4.3 The LAPW myocardium and the fat pad
No relationship was found between the LA diameter, age, gender, BMI,
type of AF (PAF or PsAF), and the thickness of the LAPW myocardium under
CPL and MPL. The thickness of LAPW myocardium could vary from different
measurements. A cadaver study reported the
myocardium was thicker in the
inferior region (close to coronary sinus) than in the middle region
(close to inferior PV), and the roofline region was the
thinnest.13 This result
was comparable with our study in which we also observed that the
myocardium inferior PV region corresponded to the lower region of MPL,
while the middle region corresponded to the region of CPL. From the CT
study, however, Lemola et
al12 reported that the
thickness of LAPW myocardium was 2.2 ± 0.9mm with no difference from
superior to inferior regions. Suenari et
al19 reported that in
cases where there were close contacts between the esophagus and left PV
atrium, the distance was about 1.79 ± 0.22mm. These measurements
indicated that the LAPW musculature was quite thin in the inferior
PV region. Indeed, the thickness
of LAPW myocardium in the region of CPL almost represents the distance
between the endocardium of LAPW and the
esophagus,11 because a
lower fat pad is presented between the CPL and the esophagus.
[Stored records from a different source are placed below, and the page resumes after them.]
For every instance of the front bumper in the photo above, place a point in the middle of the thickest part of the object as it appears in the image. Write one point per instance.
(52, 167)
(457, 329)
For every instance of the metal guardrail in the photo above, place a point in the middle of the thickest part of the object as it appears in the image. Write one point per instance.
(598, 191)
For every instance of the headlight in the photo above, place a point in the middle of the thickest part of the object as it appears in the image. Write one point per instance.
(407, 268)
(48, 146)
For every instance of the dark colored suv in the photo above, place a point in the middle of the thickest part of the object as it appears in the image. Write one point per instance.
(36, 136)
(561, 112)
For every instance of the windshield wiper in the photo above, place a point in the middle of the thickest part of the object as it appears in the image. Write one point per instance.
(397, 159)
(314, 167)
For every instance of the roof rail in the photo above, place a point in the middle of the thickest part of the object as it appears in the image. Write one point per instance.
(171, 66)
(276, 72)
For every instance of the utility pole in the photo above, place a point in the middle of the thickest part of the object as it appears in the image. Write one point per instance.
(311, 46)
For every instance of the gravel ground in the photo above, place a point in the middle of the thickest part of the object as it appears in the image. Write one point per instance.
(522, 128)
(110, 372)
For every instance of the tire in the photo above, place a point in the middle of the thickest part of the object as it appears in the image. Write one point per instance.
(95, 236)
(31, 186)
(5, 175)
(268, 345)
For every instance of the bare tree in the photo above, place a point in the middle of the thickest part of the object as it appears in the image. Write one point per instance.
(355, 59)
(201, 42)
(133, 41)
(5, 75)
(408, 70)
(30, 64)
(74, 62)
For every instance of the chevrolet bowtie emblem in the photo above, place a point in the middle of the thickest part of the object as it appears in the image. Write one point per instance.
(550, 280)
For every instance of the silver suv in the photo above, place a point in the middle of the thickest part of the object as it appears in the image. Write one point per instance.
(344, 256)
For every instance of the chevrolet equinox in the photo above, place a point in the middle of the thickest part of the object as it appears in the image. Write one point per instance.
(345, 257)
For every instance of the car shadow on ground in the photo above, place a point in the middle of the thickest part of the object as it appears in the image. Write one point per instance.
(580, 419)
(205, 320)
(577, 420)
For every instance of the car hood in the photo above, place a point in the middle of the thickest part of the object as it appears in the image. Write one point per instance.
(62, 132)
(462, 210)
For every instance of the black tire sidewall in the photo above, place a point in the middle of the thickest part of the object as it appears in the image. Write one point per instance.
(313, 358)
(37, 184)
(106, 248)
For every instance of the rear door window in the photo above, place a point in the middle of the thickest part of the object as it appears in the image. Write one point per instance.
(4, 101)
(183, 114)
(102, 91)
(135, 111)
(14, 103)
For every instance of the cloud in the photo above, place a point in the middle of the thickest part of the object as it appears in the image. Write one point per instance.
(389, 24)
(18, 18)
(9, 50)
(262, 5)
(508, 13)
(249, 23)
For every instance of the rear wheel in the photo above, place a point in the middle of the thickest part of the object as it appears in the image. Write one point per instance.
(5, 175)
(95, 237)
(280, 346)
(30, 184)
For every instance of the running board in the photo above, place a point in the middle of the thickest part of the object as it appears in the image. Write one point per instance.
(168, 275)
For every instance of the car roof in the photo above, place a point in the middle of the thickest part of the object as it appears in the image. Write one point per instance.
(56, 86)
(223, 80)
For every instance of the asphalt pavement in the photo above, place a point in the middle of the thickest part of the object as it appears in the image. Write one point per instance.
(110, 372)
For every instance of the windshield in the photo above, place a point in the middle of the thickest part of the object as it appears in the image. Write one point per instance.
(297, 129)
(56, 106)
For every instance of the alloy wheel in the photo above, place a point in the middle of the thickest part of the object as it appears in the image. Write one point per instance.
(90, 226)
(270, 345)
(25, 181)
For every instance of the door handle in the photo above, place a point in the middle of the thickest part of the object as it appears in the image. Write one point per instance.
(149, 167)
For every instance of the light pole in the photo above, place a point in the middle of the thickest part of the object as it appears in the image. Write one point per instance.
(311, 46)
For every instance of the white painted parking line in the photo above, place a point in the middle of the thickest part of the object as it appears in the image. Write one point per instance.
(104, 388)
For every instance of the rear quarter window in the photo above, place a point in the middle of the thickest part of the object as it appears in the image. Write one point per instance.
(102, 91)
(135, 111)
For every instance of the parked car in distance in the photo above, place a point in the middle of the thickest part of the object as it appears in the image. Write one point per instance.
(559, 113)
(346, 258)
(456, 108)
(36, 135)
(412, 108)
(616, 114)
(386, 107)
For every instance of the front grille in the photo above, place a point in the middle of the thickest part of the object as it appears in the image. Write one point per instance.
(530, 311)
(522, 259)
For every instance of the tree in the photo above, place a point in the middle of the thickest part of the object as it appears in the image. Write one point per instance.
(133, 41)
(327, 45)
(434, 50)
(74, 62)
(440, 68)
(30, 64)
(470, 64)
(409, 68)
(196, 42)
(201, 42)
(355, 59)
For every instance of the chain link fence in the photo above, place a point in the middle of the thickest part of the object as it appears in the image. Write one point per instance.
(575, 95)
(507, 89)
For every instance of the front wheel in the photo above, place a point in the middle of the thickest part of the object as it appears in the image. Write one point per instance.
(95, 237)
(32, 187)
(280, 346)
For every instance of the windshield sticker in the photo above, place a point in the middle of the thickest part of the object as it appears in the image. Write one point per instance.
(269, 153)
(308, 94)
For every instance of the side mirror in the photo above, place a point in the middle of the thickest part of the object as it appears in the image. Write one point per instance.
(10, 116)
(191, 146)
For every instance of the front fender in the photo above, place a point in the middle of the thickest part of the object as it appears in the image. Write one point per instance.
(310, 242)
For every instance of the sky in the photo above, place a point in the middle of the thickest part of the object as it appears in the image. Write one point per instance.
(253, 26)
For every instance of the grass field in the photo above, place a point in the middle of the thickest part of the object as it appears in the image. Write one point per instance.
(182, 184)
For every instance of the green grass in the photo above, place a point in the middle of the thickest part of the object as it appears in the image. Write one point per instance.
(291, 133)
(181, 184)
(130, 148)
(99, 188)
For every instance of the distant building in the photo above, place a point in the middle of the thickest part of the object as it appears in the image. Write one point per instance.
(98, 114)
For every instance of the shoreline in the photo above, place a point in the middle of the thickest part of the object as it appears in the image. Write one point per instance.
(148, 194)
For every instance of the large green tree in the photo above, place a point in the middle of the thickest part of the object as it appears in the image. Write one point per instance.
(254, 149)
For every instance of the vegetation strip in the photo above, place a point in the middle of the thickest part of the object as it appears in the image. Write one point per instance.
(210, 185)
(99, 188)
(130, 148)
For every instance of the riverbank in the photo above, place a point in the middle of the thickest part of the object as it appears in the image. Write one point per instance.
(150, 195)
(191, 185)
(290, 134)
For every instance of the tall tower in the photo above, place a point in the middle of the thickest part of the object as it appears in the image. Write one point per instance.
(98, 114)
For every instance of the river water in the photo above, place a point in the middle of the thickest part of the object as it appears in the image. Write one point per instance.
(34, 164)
It was
reported the fat pad was mainly located in the superior and inferior
part of LAPW19 and it
was thinnest at the level between the orifices of the inferior
PV13 where the CPL was
located. Consistent with our study, only 18.6% of CPL with a fat pad
was observed, whereas 74.5% of MPL with a fat pad was noticeable.
Therefore, the higher presence of a fat pad in the MPL might serve as a
protection of esophageal ablation injury.